For 200 years the Modernists have been destroying everything Classical, Art, Architecture , Philosophy. You have Classic professors who want to shut it down. No wonder Socrates took the Hemlock.

Alexandros Manolakakis's avatar

Speaking of big and small names and those somewhat forgotten by 'philosophy', I would also like to mention Aristarchus of Samos. Even though he was not a semi-Socratic like the rest of this list, I find his story interesting and fitting.

Aristarchus of Samos was a (natural) philosopher, or what today would be described as an astronomer and mathematician in the 3rd Century BCE (310-230). By most accounts, he was a brilliant scholar and intellectual, but often dismissed for his 'lunatic' ideas concerning the cosmos.

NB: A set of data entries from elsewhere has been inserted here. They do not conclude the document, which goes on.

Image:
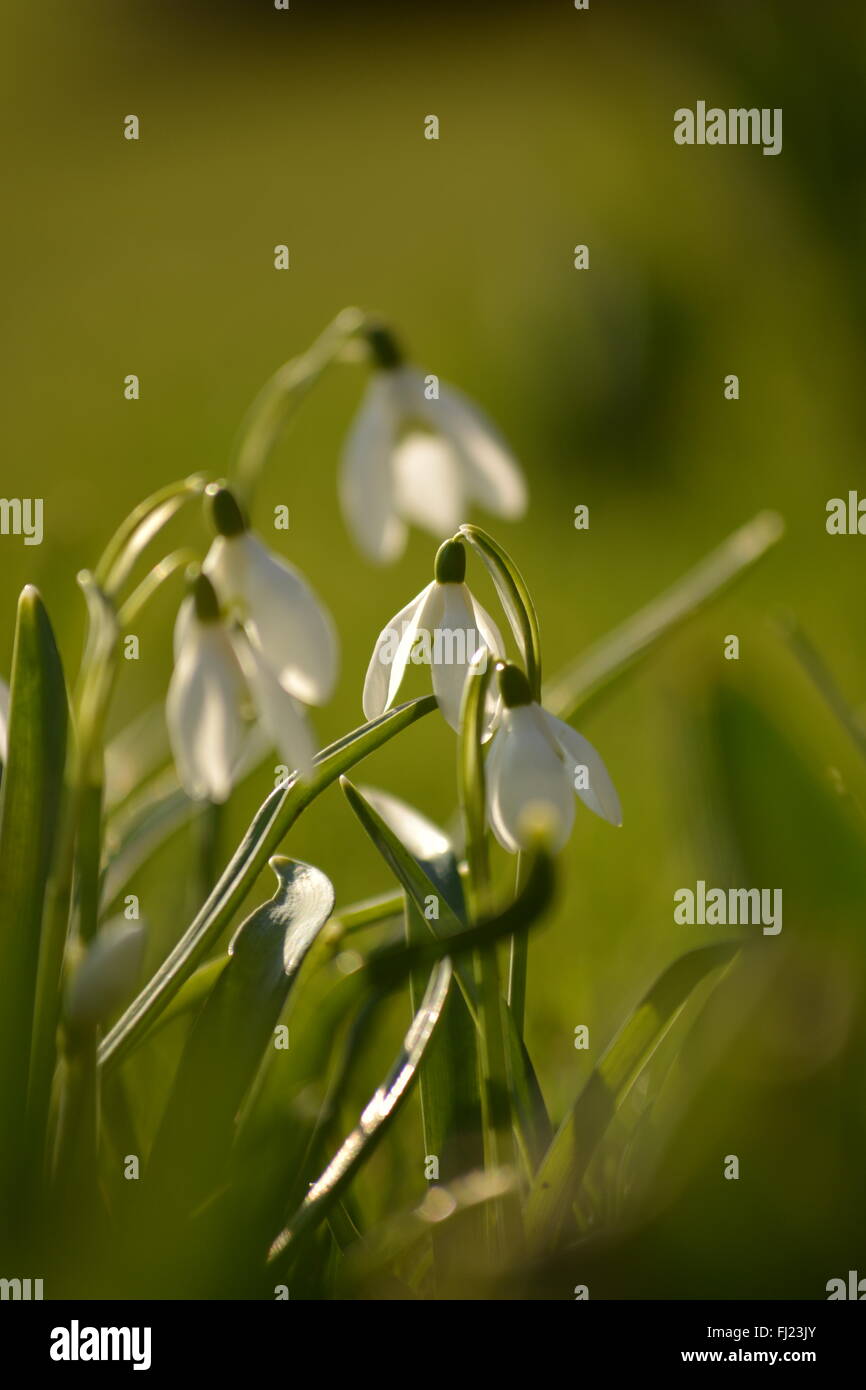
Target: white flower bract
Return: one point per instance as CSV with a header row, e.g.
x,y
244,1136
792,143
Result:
x,y
449,626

You see, c. 280 BCE, Aristarchus of Samos -- influenced by Philolaus' (a Pythagorean c. a century and a half before him) idea of fire lying at the centre of the cosmos -- suggested that Helios (the Sun) was at the centre of the cosmos. I mean, not only that, but he even had the audacity to claim that the Sun was just another star, and that the rest of the planetary spheres revolved around it. Not content to stop there, he even argued that the Earth, since it is not at the centre of the cosmos, would be moving as well, likely revolving around the Sun once a year and on its axis once per day.

Of course, his astronomical ideas were often rejected, given that the geocentric system by Aristotle and Ptolemy was well established by that point. So Aristarchus of Samos and his ideas where often rejected and/or dismissed.